Psychometric tests confirmed that assumptions underlying the construction and scoring of the summated rating scales were met in both the English and French versions. Among the 8 scales, median correlations of items to their hypothesized scales ranged from 0.59 to 0.87 for the English version and from 0.62 to 0.88 for the French version (Table 3 and Table 4). All correlations were greater than 0.40, with the exception of 2 general health items in the English sample ("I seem to get sick a little easier than other people" and "I expect my health to get worse"), which had correlations of 0.38 and 0.32, respectively. In the French sample, all items had higher correlations with their hypothesized scale than with other scales. In the English sample, items had higher correlations with their hypothesized scale than with other scales in all but 8 out of 280 comparisons. Within each scale, items had roughly equal means and variances, and the correlations of items to their hypothesized scale were roughly equal (data not reported). Cronbach's alpha ranged from 0.76 to 0.93 in the English sample and 0.80 to 0.94 in the French sample, and exceeded the 0.70 level recommended for group comparisons for all scales. In fact, 3 scales -- physical functioning, bodily pain and role emotional -- in both English and French met the 0.90 level suggested for use of a scale with individuals.³⁹
In addition to contributing data for the psychometric analyses, the outpatients provided information about the time it took to complete the SF-36 and their reactions to it. The time to complete the form in English or French was virtually identical: 12.8 (SD 7.2) and 12.5 (SD 5.5) minutes, respectively. Ten of 51 patients completing the English version reported that 1 or more questions were confusing. The most common comment from patients was that questions 3 and 9 had long "stems" which were difficult to "keep in mind." Three patients found the questionnaire mildly upsetting. Among those completing the Canadian French version, 8 patients reported that 1 or more questions were confusing. More than half reported a problem with question 4d. The original question began, "Have you had difficulty . . ." This had been translated as Avez-vous eu du mal, which created confusion; it was changed to Avez-vous eu de la difficulté. No patient completing the Canadian French version found it upsetting.
[ Top of document ]
Discussion
Our experience suggests that, through the careful use of qualitative and quantitative approaches, a measure developed and tested in one country can be adapted to create acceptable versions for use in another country, language and culture.

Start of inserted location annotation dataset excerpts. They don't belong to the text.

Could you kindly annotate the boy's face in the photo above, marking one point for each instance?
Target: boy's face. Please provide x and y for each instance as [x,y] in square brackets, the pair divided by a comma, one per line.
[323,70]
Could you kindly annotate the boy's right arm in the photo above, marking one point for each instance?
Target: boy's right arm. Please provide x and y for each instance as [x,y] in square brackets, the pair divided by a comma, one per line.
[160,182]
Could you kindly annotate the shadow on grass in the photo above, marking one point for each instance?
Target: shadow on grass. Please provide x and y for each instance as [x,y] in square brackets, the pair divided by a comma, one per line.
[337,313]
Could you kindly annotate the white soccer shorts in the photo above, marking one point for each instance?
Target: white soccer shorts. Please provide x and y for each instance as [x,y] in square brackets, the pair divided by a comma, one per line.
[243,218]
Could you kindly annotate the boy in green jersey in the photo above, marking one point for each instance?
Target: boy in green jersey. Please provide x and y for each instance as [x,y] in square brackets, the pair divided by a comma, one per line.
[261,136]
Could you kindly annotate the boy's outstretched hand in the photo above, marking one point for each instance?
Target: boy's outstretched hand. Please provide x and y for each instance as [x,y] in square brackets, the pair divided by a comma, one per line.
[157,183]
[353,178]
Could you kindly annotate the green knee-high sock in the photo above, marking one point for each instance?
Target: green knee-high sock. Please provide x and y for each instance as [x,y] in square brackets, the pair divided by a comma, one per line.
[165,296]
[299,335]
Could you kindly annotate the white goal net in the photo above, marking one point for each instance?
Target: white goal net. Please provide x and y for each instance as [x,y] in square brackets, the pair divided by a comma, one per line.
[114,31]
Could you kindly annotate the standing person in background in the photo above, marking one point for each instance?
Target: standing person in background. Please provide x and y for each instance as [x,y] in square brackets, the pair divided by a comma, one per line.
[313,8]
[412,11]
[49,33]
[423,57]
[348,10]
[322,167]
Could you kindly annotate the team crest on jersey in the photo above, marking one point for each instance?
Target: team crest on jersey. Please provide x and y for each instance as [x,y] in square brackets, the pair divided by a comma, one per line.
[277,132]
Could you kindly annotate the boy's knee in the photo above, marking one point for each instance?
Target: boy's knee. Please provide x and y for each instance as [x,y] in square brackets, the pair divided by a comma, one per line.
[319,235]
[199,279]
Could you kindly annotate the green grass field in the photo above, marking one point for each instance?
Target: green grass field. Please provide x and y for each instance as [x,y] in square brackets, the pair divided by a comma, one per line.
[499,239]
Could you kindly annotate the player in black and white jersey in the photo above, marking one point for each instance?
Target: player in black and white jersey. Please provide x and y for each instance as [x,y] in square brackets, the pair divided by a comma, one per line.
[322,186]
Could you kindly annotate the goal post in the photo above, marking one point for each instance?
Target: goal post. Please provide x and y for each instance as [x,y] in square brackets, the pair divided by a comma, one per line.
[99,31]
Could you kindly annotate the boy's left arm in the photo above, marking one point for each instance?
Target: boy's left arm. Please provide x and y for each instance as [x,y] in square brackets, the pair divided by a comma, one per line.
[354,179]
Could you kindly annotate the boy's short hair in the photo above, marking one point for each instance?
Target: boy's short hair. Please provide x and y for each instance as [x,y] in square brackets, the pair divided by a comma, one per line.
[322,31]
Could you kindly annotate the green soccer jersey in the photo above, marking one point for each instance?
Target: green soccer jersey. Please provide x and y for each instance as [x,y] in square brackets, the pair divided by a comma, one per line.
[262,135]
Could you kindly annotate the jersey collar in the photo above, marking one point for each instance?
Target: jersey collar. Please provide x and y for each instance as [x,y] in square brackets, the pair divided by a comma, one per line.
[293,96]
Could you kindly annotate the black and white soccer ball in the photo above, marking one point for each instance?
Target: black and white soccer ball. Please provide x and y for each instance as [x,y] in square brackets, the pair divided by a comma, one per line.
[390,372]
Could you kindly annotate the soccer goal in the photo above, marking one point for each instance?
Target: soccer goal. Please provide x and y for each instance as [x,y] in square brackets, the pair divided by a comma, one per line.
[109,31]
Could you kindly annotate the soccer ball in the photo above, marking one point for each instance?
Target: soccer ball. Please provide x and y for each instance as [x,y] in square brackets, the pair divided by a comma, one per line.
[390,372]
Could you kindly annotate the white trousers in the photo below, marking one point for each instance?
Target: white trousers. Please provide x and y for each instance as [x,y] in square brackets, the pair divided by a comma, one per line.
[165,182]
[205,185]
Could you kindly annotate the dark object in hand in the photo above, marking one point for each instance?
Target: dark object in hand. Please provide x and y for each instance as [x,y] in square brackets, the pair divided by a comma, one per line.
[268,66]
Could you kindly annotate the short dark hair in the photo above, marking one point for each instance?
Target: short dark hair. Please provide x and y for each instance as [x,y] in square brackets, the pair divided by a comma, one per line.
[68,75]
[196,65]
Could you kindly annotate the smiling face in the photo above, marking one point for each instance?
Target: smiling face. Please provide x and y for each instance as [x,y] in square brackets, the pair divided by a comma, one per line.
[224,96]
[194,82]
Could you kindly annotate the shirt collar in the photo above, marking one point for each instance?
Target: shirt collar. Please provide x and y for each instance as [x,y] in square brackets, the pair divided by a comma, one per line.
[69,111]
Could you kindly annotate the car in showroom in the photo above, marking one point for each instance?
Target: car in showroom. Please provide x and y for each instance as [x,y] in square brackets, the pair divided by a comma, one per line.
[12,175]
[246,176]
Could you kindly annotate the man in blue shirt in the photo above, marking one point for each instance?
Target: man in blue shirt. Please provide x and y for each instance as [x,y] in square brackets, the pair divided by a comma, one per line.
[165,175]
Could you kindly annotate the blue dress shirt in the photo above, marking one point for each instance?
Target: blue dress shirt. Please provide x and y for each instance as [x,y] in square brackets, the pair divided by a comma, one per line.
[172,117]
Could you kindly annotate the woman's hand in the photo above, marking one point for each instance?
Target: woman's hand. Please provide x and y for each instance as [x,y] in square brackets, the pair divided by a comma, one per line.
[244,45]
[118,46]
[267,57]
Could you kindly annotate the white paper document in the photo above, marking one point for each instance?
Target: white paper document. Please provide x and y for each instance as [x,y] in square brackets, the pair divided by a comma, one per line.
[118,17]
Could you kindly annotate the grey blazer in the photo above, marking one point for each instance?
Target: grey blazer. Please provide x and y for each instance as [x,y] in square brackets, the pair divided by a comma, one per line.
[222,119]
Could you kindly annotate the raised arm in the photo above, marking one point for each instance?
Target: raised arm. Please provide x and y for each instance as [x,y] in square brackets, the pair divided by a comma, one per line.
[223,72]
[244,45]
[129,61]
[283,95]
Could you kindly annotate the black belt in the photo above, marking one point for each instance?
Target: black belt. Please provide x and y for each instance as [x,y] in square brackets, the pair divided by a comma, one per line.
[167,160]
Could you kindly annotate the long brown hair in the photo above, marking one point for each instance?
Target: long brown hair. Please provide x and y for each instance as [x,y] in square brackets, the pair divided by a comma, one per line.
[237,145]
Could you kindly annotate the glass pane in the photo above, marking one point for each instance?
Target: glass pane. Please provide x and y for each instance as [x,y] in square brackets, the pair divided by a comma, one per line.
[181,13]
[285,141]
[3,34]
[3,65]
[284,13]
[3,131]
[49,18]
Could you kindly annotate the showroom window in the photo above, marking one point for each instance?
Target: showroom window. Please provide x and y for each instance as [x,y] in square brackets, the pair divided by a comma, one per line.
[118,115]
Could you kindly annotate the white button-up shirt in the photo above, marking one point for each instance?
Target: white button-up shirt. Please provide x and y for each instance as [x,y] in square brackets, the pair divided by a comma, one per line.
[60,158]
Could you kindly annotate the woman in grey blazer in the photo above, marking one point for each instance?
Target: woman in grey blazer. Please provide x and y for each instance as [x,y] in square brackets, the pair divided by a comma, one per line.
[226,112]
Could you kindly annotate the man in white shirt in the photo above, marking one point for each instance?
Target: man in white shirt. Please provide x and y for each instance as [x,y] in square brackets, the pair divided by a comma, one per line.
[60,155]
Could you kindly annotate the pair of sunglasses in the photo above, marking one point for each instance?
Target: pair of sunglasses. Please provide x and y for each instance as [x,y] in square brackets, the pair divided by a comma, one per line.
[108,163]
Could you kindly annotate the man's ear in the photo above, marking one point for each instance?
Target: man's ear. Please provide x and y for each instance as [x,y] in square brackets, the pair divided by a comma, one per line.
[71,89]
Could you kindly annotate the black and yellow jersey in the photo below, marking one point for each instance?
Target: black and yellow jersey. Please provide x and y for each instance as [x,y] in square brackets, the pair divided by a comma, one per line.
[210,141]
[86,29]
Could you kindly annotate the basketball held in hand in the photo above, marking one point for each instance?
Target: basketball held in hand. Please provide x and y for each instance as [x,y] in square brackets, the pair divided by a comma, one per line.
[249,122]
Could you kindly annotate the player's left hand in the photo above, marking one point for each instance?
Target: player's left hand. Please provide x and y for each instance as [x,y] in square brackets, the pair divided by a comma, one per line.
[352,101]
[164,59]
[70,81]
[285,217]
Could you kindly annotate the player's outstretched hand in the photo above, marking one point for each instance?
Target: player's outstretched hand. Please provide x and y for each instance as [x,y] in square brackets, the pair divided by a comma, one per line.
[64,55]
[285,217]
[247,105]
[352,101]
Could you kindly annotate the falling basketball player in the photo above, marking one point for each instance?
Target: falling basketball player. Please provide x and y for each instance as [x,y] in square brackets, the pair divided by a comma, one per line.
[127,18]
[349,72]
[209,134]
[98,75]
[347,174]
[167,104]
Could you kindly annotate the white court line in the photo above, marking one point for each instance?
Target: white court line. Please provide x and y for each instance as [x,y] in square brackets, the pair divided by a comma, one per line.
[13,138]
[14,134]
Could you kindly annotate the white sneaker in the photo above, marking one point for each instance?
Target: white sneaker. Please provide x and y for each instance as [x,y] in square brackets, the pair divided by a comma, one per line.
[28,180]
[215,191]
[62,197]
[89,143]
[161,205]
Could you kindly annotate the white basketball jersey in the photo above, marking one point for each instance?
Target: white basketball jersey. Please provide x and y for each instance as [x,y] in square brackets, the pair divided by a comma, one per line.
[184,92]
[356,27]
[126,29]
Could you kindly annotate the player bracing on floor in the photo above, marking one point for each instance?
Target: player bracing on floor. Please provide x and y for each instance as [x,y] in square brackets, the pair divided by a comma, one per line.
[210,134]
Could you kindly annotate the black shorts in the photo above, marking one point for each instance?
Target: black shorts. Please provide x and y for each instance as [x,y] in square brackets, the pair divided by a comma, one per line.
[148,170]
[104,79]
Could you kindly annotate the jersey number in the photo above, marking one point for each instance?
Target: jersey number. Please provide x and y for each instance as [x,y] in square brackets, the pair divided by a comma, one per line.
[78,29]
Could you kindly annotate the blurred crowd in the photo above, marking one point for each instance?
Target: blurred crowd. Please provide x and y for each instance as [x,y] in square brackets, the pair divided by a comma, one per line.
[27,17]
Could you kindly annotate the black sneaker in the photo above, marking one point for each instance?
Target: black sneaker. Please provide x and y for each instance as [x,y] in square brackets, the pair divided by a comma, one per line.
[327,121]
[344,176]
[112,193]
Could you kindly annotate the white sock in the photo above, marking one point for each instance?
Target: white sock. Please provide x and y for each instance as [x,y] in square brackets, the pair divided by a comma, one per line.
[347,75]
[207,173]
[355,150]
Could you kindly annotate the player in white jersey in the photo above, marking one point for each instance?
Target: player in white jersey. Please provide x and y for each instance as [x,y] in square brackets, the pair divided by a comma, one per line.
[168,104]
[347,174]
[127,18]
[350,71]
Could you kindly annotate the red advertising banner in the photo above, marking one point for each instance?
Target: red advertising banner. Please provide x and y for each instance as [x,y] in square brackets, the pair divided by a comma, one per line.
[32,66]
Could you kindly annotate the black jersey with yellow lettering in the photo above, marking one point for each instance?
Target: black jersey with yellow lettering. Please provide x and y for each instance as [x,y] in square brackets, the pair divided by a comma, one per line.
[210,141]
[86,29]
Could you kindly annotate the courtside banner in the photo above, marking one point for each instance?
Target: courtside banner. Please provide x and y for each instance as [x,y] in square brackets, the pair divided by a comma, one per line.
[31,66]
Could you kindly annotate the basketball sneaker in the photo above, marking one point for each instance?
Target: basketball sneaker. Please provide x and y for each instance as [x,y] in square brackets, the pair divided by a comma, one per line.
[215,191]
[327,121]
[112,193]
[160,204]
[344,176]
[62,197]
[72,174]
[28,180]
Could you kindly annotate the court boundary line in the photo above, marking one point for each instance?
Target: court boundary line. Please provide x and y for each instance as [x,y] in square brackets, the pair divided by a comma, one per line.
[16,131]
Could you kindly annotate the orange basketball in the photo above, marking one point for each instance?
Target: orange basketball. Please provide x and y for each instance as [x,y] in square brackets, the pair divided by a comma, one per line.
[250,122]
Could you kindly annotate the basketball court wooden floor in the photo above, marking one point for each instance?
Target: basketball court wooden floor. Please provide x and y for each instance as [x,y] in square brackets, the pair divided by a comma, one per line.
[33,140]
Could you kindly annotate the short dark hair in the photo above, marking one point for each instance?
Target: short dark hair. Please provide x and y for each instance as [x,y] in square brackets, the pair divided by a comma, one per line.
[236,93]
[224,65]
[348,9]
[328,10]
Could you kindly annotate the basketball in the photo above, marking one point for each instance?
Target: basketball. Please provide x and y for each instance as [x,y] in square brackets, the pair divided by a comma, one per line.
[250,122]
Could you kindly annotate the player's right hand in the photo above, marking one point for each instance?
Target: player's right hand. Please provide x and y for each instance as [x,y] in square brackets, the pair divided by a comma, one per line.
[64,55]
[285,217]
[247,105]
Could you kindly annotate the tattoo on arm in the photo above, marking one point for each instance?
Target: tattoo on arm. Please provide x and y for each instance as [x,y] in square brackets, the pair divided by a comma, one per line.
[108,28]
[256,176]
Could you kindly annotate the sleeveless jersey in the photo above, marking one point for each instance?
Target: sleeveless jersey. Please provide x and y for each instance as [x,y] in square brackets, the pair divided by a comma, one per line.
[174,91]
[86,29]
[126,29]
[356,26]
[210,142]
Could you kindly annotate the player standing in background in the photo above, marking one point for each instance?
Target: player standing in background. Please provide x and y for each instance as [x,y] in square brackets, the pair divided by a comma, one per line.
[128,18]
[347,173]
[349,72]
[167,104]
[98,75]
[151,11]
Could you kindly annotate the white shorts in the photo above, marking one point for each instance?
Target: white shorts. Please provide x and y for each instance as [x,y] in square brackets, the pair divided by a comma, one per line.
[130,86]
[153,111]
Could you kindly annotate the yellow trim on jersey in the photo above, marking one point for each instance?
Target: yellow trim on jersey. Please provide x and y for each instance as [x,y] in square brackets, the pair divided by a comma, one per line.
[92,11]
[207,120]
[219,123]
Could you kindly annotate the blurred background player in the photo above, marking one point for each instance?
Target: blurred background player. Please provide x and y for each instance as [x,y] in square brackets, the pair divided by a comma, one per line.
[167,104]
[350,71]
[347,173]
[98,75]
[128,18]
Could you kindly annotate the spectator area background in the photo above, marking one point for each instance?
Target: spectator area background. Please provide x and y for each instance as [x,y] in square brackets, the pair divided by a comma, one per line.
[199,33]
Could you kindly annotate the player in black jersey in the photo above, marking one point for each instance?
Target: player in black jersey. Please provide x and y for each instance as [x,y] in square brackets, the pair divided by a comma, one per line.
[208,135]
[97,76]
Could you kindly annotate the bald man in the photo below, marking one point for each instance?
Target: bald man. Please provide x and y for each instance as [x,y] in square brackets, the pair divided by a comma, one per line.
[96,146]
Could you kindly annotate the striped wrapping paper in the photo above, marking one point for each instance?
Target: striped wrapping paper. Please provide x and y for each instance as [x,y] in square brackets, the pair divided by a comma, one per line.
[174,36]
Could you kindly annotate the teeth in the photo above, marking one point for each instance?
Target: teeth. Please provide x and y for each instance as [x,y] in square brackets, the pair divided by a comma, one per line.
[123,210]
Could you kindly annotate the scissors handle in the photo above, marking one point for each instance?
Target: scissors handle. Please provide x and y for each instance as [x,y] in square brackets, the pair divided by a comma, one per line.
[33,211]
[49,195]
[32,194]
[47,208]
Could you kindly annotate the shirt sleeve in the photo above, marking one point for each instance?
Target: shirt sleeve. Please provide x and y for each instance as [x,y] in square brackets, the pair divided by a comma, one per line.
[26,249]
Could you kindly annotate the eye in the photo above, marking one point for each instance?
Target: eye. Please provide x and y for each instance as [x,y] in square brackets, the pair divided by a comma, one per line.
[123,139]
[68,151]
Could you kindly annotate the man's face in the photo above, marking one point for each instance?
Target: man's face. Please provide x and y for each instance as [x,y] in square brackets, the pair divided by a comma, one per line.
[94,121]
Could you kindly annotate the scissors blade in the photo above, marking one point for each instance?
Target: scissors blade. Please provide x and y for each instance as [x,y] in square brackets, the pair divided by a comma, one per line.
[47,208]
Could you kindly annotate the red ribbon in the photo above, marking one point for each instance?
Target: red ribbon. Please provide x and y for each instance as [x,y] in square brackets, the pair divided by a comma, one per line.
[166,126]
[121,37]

On balance, the Canadian French version appears to have benefitted from the rigorous process of forward and backward translation, which involved the input of professional translators and health care professionals as well as an iterative procedure in which feedback from patients was evaluated rapidly by the study group and incorporated if appropriate. Although the quality ratings were, on average, above 90%, specific comments about items provided information for the use of the study group. Similarly, the ratings of difficulty made us aware of phrases or concepts that were problematic during translation, and we were alert to feedback about these words in particular. This awareness was reflected in the successful backward translations.
The pilot test among the hospital outpatients demonstrated that the Canadian French version was easy to administer and acceptable to the patients. Although a few patients had difficulty with individual items, the only systematic problem was one of translation -- Avez-vous eu de la difficulté rather than Avez-vous eu du mal -- and was easily corrected. The tests of scaling assumptions and the preliminary psychometric results were well within adequate limits, given the size of the sample.
After considerable thought and discussion, we decided to make only 1 change to the US form to create the Canadian English version. Although it was somewhat surprising that so few modifications were needed, it should be noted that the Australian and United Kingdom IQOLA groups made only minor changes to the survey.¹⁶ In the psychometric testing, difficulties were noted with the general health scale. Question 11 contributes 4 of 5 items to this scale, and question 1 completes it. In this multidimensional scale, 3 items (1, 11b, 11d) measure current health, item 11a assesses resistance to illness and 11c taps health outlook. Although the psychometric tests confirmed the scaling and scoring assumptions, items 11a and 11c did not perform as well as the other 3 items. The developers²⁵ and Swedish investigators³² also experienced difficulties with these items. Given the diverse concepts contained in the scale, it is not surprising that the items that measure concepts other than current health are not strongly correlated with the other items in the scale. Moreover, investigators studying older adults in Britain extensively discussed the item "I expect my health to get worse" (11c) and noted that it was seen as very negative.⁴⁰ Elderly patients in our sample also appeared to have had a difficult time responding to this item, as well as to the one about the ease of becoming ill, compared with others. Whether this difficulty is specific to elderly patients will have to be evaluated in future studies.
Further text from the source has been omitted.